Rooney, a local artist of Japanese and Scottish heritage, also took a hybrid approach when devising the production’s taiko sequences, which are aimed at ratcheting up intensity and immersing the audience in time and place.
He has used some archetypical taiko rhythms in the sequences, which are separate from the show’s musical numbers. But he has also incorporated some relatively unusual time signatures “that give a little bit of homage to” Sondheim’s musical virtuosity, he says.
Adding to the drama of the taiko is the particular drum used in the production: a six-foot-tall instrument that, Rooney says, may be the largest odaiko (big taiko) on the East Coast. (It belongs to a friend of his.) The production’s associate music director, Angie Benson, will play the instrument in the production, and Rooney has given her tips.

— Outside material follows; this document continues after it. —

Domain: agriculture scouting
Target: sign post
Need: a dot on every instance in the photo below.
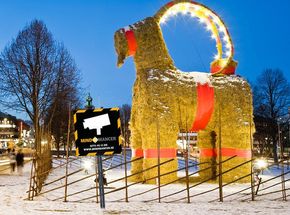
(98, 133)
(101, 181)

“Taiko is often referred to as full-body drumming,” Rooney says. “And it really does require your correct stance, utilizing your core, in order to get the big rumble sounds.”
Heard says Rooney, Kanesaka and Amao have imparted intangibles, as well as technique. “The performers see and feel them in the room and can absorb so much information from their presence,” the director says. “Because these traditions are an aura. It’s not just skills. It’s also how you breathe, stillness, listening.”
Amao, a New York-based Japanese artist, agrees that he has instructed on attitude as well as how-to. On the practical front, during the rehearsal, he corrected the way an actor held a sword, explaining afterward that in the Edo period, often defined as 1603-1868, a samurai usually held a sword blade up, not blade down.
That pragmatic pointer complemented a mind-set he says he tries to convey when teaching tate. The swords used in the production are made of wood, but treating them irreverently — stepping over them, for instance — is a no-no.
“Always I tell people: Respect the sword,” Amao says. “The sword is the soul of Japanese. This is your treasure. This is your self.”
Signature Theatre, 4200 Campbell Ave., Arlington. 703-820-9771. sigtheatre.org.